Anyway my father in law looked into the issue when he went up to Saint Jean for a meeting about recruitment in the Halifax area I geuss they have problems with that branch (haha) He spoke to the head recruitment officer and he said he didn't know why they would not take me for the trades I requested and scores I had. He would get someone to call me.

I did get the call and once again the gentlemen told me they want to see better marks with schooling and so on. Told him thanks for his time and hung up.

I felt really down about the issue and felt bad figured the father in law was looking forward to seeing me join the forces and so on. So once again I was pissed off and push the forces into the back of my head.

alot of people told me it sounds like I got the shaft 

At this point I was pretty down with how things went, So I pushed it into the back of my head 
Father in law asked if he wanted him to go deeper and I told him to stop that I wanted to get in on my own terms so he did. But I already had a job that paid ok and I have spent 5+ years with the company and said I would focus on that........time went by and things are not going the way I want them too! Still don't have my dream job that I wanted (Fire Fighter) and still thinking about the forces. 

So now I stand at a cross roads, I want to reapply but this time I will get my brother in law to guide me and help me study up before heading into the office to write and test and so on. 

Questions I have....

Did I get rejected for low scores (I was only a few points away according to the 1st interview)
Did I get rejected for Drugs?
How long before I can apply again after taking the apt test Twice?


- Daws


----------



## Daws (25 May 2010)

Sorry I did leave out another job I requested, Supply tech and had about 2 to 3 years in the field with my current job I started off in the warehouse and so on.


----------



## Loachman (25 May 2010)

I'd suggest that if you do not have the time to upgrade your education a bit, via evening classes or correspondence, you're not going to have the time to function effectively in the CF.

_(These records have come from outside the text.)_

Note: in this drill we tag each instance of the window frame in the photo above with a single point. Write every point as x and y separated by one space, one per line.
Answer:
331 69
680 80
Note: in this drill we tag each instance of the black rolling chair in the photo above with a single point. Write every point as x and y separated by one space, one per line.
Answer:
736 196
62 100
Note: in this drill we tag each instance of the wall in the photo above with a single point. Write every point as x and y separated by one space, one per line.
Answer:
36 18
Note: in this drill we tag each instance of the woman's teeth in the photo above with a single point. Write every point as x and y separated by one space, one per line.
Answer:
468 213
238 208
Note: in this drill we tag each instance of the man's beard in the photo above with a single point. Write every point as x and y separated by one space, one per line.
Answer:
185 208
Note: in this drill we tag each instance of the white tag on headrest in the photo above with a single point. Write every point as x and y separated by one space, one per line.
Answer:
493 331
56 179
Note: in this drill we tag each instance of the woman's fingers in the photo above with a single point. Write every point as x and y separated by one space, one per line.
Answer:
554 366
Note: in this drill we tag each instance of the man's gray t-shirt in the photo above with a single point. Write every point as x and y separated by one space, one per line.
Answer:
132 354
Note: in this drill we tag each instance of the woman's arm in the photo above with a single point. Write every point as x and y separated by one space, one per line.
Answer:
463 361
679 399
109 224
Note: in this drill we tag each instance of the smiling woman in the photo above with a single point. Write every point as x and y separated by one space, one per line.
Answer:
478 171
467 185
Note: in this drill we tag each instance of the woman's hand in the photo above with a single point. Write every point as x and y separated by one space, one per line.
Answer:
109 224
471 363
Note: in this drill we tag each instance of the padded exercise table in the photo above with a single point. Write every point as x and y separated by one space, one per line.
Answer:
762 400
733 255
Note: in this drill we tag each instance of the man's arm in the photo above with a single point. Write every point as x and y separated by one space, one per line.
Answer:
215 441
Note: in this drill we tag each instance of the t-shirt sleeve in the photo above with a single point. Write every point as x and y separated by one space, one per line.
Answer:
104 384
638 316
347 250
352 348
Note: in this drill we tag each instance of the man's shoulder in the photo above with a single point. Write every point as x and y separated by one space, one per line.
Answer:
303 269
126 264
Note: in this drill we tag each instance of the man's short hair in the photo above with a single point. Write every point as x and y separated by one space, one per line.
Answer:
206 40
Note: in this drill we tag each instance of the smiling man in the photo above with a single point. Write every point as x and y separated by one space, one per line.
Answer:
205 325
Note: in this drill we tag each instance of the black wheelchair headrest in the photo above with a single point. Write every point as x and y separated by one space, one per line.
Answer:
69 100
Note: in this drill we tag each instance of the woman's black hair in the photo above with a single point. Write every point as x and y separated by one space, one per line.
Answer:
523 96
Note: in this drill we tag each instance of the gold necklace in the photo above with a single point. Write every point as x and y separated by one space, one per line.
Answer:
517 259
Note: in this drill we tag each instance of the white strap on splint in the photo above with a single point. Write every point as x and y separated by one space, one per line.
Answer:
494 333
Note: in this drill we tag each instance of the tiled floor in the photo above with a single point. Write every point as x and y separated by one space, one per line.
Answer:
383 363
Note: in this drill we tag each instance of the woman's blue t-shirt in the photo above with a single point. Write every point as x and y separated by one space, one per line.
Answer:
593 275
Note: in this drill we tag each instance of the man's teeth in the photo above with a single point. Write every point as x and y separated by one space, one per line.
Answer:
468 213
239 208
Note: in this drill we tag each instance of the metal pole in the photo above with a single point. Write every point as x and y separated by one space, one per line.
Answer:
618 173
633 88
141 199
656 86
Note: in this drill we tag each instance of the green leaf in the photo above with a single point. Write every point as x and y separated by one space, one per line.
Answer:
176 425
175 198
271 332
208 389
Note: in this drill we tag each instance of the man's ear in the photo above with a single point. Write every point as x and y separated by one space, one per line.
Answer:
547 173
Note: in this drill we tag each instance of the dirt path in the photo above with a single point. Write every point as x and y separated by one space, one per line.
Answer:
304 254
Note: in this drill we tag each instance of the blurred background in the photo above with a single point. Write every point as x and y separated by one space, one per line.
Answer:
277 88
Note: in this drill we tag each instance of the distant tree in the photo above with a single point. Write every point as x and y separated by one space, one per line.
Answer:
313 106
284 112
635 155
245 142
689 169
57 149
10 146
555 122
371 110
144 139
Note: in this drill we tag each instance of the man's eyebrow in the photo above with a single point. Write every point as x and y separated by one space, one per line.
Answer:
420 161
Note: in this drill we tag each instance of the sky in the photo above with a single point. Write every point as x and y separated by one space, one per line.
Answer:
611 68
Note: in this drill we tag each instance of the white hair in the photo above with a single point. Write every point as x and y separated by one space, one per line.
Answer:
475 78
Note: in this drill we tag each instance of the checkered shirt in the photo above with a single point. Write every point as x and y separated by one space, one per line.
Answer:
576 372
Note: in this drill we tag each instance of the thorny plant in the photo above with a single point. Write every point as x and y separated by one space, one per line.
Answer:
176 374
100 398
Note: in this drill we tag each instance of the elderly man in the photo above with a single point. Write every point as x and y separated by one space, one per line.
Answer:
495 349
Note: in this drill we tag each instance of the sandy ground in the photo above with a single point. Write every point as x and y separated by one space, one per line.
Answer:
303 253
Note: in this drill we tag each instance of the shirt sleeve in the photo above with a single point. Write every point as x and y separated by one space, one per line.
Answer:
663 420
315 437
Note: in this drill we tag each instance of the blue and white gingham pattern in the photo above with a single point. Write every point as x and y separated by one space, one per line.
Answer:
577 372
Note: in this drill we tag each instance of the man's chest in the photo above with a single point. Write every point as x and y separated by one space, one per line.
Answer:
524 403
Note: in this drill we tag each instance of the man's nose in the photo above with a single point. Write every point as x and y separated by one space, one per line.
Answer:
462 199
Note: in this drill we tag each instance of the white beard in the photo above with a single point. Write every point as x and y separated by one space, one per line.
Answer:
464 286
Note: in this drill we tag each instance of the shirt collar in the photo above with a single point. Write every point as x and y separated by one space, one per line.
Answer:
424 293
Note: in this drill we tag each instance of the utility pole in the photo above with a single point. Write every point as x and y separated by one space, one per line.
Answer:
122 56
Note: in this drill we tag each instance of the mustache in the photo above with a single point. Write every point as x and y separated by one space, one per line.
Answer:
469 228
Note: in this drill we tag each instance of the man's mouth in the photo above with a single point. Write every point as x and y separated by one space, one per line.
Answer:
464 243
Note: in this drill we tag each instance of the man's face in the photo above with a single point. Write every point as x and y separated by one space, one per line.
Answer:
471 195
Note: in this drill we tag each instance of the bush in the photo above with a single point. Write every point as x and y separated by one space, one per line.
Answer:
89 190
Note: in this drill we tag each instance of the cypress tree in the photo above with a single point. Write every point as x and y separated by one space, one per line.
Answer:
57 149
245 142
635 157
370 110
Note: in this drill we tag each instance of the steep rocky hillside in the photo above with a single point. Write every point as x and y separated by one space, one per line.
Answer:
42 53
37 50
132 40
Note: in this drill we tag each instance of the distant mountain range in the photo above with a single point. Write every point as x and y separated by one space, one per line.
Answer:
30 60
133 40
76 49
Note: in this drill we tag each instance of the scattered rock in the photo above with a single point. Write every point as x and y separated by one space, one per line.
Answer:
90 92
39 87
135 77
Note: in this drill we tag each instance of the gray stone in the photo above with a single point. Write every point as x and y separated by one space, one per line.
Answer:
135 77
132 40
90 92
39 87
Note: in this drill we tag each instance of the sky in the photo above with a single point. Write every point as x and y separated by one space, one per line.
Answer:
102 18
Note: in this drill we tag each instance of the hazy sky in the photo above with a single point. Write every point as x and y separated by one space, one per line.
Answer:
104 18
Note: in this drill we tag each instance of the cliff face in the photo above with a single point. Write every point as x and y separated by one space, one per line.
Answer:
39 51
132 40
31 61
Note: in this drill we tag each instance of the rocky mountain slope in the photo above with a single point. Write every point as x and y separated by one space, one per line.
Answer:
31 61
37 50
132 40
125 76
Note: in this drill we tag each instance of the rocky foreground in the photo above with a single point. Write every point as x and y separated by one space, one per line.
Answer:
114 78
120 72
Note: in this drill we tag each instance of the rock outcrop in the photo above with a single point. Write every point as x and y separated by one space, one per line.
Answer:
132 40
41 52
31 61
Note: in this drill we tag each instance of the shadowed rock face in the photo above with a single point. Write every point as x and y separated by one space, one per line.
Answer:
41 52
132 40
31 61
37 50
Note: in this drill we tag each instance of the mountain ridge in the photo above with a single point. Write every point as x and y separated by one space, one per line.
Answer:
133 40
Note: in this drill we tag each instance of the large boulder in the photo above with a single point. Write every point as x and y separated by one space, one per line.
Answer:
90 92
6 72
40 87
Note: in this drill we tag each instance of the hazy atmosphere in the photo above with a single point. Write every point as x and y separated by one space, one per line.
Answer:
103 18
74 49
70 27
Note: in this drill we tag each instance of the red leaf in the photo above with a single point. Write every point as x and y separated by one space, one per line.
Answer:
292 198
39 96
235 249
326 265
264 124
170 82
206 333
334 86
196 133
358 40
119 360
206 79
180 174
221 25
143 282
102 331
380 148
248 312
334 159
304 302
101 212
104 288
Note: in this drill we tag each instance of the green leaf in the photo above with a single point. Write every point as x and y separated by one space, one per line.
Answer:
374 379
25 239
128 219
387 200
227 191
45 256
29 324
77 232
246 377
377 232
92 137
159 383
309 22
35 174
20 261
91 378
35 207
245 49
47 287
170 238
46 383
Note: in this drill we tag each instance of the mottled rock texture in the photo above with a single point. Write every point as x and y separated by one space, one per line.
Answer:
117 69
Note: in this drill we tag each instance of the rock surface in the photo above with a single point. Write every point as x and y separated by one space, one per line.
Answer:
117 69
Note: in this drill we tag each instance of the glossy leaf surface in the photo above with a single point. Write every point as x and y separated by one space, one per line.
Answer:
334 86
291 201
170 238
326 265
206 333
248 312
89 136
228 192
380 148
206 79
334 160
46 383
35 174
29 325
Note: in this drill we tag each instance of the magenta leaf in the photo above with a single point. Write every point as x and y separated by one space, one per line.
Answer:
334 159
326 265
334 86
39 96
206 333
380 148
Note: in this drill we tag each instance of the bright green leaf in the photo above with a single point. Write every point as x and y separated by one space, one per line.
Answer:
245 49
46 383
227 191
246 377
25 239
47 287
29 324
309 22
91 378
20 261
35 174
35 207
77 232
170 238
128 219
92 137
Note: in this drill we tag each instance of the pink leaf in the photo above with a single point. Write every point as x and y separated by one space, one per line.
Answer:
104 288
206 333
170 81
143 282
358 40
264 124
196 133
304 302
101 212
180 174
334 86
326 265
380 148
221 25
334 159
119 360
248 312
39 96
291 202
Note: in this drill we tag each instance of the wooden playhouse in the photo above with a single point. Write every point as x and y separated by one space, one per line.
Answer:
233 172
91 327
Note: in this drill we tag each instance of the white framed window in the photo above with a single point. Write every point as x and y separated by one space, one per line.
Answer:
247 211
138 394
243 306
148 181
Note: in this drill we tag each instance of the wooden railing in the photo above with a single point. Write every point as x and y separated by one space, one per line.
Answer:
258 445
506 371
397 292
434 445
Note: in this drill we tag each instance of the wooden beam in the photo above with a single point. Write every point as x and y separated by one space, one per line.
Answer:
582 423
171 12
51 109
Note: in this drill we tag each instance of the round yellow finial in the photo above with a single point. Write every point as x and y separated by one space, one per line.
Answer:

Take the recruiter's advice.


----------



## cn (25 May 2010)

Only someone at the CFRC looking at your file would be able to tell you why you were denied for sure.  But from your story, it sounds like the CFAT scores were the reason.  Check with the RC to know for sure.  

As for going back to school, I had to do it to qualify for my trade choice and although it was not easy, it was well worth it.  If the military is something you really want, then find a way.  There are adult learning centers, correspondence courses, online classes, etc.  


edit: Loachman beat me to it.


----------



## Daws (25 May 2010)

Loachman,

thank you for the speedy replay, I will be re-applying as I said this time around I will be studying and preparing better showing that I have improved. Not leaving it up to a "FEW" points. 

Thanks again to all that the information so far

Can you tell me how long I would have to wait to re apply?


----------



## Loachman (25 May 2010)

Loachman fast is.

Daws: Good. If you want this badly enough, you'll find a way and do whatever is necessary. We all did.


----------



## Daws (25 May 2010)

As for wait time on filling out another app, I know it's almost been 2 years, Do you think I'm all good to re apply at this point?


----------



## MARS (25 May 2010)

From the info in your story, it doesn't sound like a time period between apps is the issue.  It appears that they stated twice that they want to see better marks.  They want to see some proof that you can handle the math - since that appears to have been an issue on your test - before they commit scarce resources to your application again.  So, find a way to get some proof to show them - some transcripts or something.  I am not a recruiter and am straying out of my lane, so I will step back now.


----------



## MAJONES (25 May 2010)

Hi Daws,
I used to work in recruiting.  Your scores on the CFAT, (the aptitude test), are broken into several categories, (math skills being one of them).  Each trade has certain cut offs in the different categories and for overall score.  The recruiter you spoke to was not giving you the run around.  
You still have a chance to get in, especially if you want to get into an understrength trade like AVN.  (Don't hold out much hope for boastswain or supply tech as there are always far more applicants for those trades than there are spaces available).
You can be given a 3rd crack at the CFAT, BUT, it requires special permission from the unit personnel selection officer (UPSO).  The UPSO can only let you make a 3rd attempt if you show that you have improved your education.  What exactly constitutes improving your education is at the UPSO's discretion.  A night school course or two should do the trick; just showing up and saying, "I've studied a lot", won't.  
I would suggest getting a few MENSA puzzle books to help prep for the CFAT, as well as book on basic math (ratios, basic equation solving, and word problems).


----------



## Pokiey (25 May 2010)

Hi Daws, 

A friend of mine took several math courses through the adult education center here where I live and they ended up costing next to nothing.  I think she had to put down a deposit for the text book (which she got back) and had something like 6 months to complete the course and write the test.  You might see if there is something similar in your area since it didn't require attending classes and could be done whenever you had time so it wouldn't affect your current job.  Just thought I'd throw that out there since it's looking like you're going to need some kind of formal upgrade in order to be able to rewrite the test.  Good luck to you!!


----------